Pharmacology · Cardiovascular Drugs (Antihypertensives, Anti-Anginals, Heart Failure, Anti-Arrhythmics)

Ivabradine is used in heart failure patients in sinus rhythm with HR ≥70 bpm. Its mechanism — inhibition of the 'funny current' (If) — specifically targets which ion channel, and what property makes it rate-dependent in effect?
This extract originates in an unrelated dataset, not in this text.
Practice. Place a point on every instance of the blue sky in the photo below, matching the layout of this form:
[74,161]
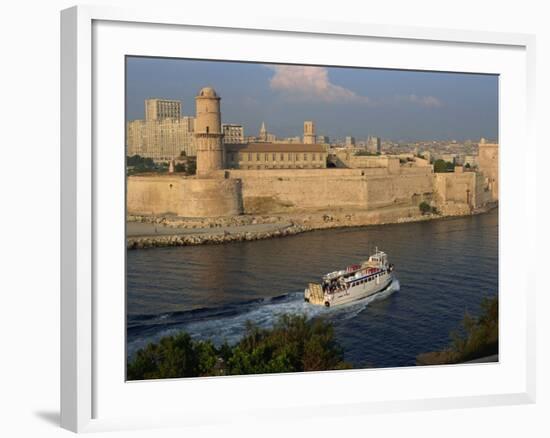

  • A Voltage-gated sodium channels; faster inactivation at higher heart rates
  • B L-type calcium channels; use-dependent block increasing with rate
  • C HCN (hyperpolarization-activated cyclic nucleotide-gated) channels; drug enters the channel more at higher rates as more channels open
  • D IKr (hERG) channels; tachycardia-dependent block prolonging QT
Correct answer: C. HCN (hyperpolarization-activated cyclic nucleotide-gated) channels; drug enters the channel more at higher rates as more channels open

Explanation

Ivabradine selectively inhibits the HCN (If) channel — the pacemaker 'funny current' — in sinoatrial node cells. It is rate-dependent because the drug enters the channel from the intracellular side only when the channel is in the open state (during hyperpolarization). At higher heart rates, channels spend more time open, allowing greater drug access — this is termed 'use-dependent' or 'open-channel block,' meaning ivabradine reduces heart rate more effectively at baseline tachycardia than at normal rates. This selectivity for SA node with no effect on myocardial contractility or conduction through the AV node distinguishes it from beta-blockers.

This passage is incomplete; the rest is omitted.